I disagree. While things are much easier to steal if they are already posted, there is most definitely threat of theft even if you never touch the internet. People can do things like rip songs off a CD and post it online. The artist, publisher, and record company could never post any part of a recording on the internet themselves and it could be stolen using the internet, fitting in the scope of this bill.

SadFaceGuy 11/17/2011 2:43pm

My concern of this bill’s contents leads me to some questions

From what I see, if one piece of illegally obtained & copyrighted material is posted on a site for viewing: Youtube, Livejournal, Myspace, Facebook, Blogger, or any others of the category, the site has to immediately remove the content and ban the user, or risk getting shut down. Also the person who posted that material gets filed under violations of copyright infringement with penalties I do not know of.

I have a comic site hosted by Blogger. The comic is made to be a fan fiction of a game I love, but my understanding believes that the sprite art used can be a violation.

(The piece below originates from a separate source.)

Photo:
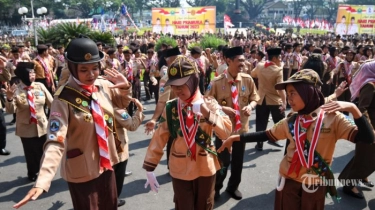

But will I be held responsible by this bill if:

1)The game itself is free to download by the official company?

2)The sprite art can be accessed, edited, and converted from the game into .jpg, .png, or .bmp formats with certain programs, made by other people?

3)I’m not selling the user-created content I make with the materials I got?


wibob1234 11/17/2011 12:16am

I can see how this would help the internet by making it safer. It makes it safer by getting rid of the copyrighted material that most people download causing data stilling viruses. On the other hand it restricts most of the Internets true purpose and power. This bill will give the government to much power, it will cause us to be like china. I see the good in this bill but the cons out way the pros. Its a good idea because of the increasing internet usage, but the bill just puts to much power into government and bigger businesses.

eelaw 11/16/2011 9:03pm
in reply to eelaw Nov 16, 2011 8:47pm

This bill does not stop you from being creative and posting content you create or other creative content. What it does is stops you from pirating.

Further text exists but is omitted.